Hiçbirimiz
geleceği okuduğunu söyleyen veya olacak şeyleri önceden kestirenlerin varlığına
inanmayız.Tuhaftır ama buna rağmen geleceğe dair bir şeyler
söyleyen herkese kulak kesilmekten de geri durmayız. Bu kulak kesilme
inançlarımızdan kaynaklanmıyor olsa da fıtratımızda bulunan merak duygusu bizi
buna yönlendirir.
Gelecek habercileri
önceden belirlenmiş, yazılmış hatta bir yerlerde yaşanmış fenomenleri ortaçağ
Avrupa’sı saray büyücülerinin sihirli cam fanuslarından gördükleri şeyler gibi
bizlere sunarak aslında bizi kendi hayal dünyalarına hapsetmeye çalışan çağdaş-modern
büyücülerden başka bir şey değillerdir.
Halbuki var olandan hareketle geleceğe dair kuvvetli
tahminler yapmak, tasarılar geliştirmek daha akılcı ve faydacı bir anlayıştır.
Fakat rasyonel ve
pragmatik olması bu anlayışın en geçerli görüş
(telakki) olduğu anlamına gelmediği de bir gerçektir.

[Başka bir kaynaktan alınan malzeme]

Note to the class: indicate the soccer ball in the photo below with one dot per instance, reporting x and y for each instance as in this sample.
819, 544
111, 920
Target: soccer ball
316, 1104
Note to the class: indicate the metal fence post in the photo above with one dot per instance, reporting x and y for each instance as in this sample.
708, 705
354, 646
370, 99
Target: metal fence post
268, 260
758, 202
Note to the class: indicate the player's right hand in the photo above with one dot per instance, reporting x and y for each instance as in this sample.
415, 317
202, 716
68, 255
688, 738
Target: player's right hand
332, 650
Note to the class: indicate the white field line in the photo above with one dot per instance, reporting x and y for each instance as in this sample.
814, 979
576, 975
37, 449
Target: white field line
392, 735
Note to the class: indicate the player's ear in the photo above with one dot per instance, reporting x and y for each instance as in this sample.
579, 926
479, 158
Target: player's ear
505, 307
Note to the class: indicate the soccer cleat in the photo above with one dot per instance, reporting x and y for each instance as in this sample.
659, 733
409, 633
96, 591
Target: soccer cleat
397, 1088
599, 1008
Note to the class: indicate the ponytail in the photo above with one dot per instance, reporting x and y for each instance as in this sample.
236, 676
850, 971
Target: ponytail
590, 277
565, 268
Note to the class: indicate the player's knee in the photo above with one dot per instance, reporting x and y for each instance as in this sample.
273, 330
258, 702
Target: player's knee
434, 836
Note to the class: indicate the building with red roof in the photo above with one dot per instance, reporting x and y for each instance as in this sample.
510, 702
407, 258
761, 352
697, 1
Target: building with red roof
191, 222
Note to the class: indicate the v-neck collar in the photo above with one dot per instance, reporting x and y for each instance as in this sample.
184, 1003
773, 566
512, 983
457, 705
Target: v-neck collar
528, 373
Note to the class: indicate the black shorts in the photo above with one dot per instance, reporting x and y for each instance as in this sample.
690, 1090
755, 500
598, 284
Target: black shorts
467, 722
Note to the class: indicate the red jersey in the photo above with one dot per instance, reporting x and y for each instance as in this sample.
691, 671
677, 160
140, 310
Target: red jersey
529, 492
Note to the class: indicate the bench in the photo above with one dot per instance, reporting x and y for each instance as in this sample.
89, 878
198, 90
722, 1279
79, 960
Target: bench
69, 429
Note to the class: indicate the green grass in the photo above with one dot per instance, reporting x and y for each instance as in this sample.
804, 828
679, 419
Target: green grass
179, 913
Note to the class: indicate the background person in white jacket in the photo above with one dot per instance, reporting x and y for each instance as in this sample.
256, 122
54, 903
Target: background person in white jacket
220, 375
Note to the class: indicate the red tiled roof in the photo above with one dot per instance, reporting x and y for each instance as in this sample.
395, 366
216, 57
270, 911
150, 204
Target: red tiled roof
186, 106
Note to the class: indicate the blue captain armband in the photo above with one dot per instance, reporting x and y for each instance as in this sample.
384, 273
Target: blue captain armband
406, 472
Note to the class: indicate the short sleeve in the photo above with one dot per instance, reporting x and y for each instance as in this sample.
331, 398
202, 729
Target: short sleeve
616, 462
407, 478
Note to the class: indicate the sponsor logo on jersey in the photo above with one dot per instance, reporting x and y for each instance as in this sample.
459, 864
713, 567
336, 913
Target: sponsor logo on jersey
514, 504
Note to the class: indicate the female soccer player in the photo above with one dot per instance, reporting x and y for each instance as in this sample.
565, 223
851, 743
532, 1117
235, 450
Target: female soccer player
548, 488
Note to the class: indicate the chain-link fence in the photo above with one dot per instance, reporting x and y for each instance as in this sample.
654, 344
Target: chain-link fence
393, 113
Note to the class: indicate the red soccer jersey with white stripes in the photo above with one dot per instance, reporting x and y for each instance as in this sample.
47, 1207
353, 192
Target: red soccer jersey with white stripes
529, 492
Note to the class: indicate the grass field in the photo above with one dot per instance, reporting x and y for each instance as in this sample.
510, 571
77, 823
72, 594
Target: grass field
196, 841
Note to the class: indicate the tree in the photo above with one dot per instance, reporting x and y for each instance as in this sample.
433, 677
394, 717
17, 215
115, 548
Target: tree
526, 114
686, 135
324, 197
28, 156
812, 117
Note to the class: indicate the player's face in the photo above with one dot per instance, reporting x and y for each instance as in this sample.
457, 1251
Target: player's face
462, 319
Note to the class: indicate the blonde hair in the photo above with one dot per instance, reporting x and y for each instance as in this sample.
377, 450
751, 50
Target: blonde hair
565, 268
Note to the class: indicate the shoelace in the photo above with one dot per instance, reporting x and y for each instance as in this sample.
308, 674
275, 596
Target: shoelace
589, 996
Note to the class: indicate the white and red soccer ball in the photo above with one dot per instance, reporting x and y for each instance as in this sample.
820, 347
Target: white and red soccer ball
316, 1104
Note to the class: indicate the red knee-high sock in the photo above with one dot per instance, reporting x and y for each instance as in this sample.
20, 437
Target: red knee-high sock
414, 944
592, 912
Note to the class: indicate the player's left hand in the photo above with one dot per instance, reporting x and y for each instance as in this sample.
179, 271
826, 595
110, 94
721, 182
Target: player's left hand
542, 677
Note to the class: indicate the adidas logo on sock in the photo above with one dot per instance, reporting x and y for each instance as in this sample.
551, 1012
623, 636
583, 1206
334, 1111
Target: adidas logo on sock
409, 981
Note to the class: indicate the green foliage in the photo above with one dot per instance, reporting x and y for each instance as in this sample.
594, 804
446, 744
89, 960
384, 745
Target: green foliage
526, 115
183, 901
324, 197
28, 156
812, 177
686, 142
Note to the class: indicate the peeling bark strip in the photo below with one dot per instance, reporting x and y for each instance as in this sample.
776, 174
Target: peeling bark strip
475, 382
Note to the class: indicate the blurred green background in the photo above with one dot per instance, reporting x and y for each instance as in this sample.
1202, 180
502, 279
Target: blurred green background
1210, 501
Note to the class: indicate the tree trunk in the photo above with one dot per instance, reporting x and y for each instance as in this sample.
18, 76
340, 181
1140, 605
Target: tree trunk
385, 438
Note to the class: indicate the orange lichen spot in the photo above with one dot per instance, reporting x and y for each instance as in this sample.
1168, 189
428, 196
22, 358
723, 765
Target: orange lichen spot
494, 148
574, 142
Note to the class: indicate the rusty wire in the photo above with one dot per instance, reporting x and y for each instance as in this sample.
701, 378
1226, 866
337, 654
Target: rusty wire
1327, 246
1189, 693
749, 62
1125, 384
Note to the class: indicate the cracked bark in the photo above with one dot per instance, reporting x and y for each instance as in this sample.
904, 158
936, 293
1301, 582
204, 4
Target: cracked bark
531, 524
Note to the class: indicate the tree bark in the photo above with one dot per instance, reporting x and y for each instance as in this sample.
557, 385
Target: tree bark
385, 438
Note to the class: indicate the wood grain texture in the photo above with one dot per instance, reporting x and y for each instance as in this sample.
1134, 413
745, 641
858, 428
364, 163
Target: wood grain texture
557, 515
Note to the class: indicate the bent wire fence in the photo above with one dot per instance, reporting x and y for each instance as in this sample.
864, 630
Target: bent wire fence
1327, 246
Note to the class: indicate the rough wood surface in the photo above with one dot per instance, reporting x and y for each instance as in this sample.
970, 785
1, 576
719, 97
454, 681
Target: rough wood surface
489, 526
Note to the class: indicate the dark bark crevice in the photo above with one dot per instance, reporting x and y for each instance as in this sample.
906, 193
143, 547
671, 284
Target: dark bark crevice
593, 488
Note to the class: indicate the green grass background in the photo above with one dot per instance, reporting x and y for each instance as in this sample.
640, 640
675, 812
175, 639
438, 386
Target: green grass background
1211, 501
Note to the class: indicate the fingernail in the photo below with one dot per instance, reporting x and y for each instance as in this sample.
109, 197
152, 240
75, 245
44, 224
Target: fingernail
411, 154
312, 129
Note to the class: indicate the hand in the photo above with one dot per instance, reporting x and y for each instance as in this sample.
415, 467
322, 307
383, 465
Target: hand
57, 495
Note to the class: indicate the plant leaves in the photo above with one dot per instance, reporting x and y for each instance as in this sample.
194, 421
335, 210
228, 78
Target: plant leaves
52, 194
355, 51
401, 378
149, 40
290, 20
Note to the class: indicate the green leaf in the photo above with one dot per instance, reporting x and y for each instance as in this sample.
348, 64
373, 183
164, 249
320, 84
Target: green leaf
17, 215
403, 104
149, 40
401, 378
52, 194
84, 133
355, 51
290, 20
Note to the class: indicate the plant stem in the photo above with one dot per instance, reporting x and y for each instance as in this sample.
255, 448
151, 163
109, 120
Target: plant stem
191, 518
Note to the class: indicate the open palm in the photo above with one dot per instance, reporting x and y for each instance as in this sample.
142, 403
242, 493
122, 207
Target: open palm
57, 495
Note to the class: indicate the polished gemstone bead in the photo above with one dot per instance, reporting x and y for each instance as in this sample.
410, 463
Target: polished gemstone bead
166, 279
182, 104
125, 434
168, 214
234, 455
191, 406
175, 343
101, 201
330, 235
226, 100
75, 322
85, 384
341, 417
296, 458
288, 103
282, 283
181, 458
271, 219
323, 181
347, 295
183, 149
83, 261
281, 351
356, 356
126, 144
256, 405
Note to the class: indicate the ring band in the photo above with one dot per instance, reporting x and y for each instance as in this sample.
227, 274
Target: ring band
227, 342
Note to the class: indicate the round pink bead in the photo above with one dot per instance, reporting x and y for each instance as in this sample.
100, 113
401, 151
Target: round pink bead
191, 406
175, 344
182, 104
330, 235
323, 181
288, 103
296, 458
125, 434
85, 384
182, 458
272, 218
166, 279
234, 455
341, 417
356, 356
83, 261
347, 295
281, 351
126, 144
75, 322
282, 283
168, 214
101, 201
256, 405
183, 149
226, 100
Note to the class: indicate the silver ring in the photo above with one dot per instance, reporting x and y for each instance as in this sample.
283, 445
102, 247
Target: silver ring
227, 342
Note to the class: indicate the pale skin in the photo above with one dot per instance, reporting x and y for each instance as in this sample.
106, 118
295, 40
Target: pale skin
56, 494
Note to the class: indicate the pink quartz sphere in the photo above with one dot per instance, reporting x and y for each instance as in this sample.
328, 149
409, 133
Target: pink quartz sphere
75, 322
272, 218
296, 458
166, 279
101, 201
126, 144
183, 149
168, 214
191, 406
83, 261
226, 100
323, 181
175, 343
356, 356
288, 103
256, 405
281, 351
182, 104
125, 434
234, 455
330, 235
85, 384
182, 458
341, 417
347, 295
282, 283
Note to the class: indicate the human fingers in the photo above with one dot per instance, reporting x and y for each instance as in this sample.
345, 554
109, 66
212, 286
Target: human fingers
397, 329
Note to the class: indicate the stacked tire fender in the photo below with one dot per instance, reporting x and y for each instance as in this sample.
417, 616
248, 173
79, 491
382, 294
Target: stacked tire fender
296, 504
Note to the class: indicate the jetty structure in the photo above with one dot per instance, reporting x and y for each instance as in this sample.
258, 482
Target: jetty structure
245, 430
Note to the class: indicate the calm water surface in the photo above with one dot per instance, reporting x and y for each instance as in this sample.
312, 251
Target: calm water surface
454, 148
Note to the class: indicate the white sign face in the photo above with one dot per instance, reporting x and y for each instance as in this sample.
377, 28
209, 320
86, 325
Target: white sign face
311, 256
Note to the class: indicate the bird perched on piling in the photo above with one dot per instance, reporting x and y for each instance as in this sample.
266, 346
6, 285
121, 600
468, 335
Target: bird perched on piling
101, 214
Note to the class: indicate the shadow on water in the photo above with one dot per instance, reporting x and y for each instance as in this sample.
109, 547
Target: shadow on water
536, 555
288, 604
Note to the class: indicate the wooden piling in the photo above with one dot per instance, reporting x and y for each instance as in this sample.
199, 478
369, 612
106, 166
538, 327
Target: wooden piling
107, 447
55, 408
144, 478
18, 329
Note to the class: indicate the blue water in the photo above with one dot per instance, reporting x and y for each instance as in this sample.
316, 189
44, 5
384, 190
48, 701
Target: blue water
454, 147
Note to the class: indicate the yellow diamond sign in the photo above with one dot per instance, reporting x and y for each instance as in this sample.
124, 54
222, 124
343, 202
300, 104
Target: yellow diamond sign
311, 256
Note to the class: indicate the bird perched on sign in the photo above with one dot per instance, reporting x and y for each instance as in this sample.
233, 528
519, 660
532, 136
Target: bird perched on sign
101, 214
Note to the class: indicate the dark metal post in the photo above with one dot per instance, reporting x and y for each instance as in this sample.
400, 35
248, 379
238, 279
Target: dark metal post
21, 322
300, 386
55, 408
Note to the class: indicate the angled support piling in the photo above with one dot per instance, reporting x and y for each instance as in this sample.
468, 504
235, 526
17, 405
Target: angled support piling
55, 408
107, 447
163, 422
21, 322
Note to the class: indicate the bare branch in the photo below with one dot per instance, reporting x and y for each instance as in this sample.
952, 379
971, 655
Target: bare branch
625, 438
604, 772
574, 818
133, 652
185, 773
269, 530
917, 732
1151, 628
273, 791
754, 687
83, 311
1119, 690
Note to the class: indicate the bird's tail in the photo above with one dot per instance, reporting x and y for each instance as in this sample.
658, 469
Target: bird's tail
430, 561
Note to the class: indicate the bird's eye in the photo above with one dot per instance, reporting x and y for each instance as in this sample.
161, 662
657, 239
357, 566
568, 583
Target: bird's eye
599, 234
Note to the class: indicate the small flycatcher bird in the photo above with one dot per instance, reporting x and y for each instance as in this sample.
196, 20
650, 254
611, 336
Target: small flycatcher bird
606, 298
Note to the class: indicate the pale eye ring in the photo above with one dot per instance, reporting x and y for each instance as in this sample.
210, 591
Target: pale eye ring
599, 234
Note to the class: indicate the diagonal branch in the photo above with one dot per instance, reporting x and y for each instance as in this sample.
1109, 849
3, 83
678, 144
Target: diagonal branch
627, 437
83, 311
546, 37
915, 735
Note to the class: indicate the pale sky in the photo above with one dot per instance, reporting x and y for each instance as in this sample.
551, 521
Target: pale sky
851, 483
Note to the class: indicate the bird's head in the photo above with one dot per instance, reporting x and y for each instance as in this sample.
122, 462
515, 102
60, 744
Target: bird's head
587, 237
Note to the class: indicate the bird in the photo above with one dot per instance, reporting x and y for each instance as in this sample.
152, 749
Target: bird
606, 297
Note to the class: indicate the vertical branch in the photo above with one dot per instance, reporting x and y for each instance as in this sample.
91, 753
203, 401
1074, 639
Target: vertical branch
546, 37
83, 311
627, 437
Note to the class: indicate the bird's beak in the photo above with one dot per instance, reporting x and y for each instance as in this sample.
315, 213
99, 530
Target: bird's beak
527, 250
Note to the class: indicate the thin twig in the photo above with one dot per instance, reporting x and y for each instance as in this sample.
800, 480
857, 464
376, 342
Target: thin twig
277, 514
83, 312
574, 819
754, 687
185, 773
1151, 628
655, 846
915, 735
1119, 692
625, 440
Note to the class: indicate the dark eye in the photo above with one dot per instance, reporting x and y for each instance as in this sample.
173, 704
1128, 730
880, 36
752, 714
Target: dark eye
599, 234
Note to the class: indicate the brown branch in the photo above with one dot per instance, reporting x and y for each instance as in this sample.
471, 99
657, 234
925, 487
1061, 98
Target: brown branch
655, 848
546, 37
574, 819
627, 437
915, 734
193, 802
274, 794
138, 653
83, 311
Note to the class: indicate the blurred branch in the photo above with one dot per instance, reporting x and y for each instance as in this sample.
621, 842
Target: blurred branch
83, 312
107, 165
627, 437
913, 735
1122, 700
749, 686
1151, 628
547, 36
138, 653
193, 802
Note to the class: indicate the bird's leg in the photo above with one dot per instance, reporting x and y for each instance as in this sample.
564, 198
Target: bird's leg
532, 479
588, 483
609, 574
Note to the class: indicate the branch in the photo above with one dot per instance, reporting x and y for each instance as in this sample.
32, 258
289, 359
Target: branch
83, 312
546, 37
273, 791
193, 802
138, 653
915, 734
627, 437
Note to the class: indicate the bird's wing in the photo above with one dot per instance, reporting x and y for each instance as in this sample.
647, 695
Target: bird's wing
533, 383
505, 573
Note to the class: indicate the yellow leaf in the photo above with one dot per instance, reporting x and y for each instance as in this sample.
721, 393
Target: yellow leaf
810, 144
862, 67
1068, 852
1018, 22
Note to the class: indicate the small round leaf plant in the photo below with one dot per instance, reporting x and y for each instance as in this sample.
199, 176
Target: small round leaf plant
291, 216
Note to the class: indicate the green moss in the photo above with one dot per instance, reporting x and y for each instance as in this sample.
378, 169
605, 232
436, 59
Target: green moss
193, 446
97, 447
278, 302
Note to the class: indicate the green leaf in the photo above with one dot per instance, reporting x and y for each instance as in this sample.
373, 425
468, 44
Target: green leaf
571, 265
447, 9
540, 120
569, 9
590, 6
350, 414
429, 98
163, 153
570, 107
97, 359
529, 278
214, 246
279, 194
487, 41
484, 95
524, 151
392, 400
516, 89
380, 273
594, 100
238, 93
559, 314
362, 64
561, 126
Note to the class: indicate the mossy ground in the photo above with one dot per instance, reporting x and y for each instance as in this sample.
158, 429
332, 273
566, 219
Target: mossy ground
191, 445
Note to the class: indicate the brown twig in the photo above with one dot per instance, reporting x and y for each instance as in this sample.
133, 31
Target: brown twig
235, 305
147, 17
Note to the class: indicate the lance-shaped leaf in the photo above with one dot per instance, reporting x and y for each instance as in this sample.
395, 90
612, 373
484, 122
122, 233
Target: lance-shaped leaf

Bir yandan olan biteni iyi kavramak isabetli sebep ve
neticeler çıkarmak, bir yandan da hali hazırda devam eden ekonomik, sosyal ve
bilimsel değişimin bir yerlerinden tutunarak gelişim halinde olmak fakat bir
yandan da geleceğin tasarımcılığına katkı yapmak için fikir ve proje üretmek
gerekmektedir.
Olacaklarla olması
gerekenleri birbiriyle mecz etmek, ikisi arasında bir köprü kurmak denebilir
belki buna veya geleceğin fıtrata uygun olarak bizi kucaklamasını sağlamak.
Unutmayalım ki, gelecekten, olacaklar için korksak da,
gelecekten olmasını istediğimiz güzel şeyler için ümit beslesek de, o bir
kapının arkasında hazırladığı sürprizlerle bizleri beklemekte.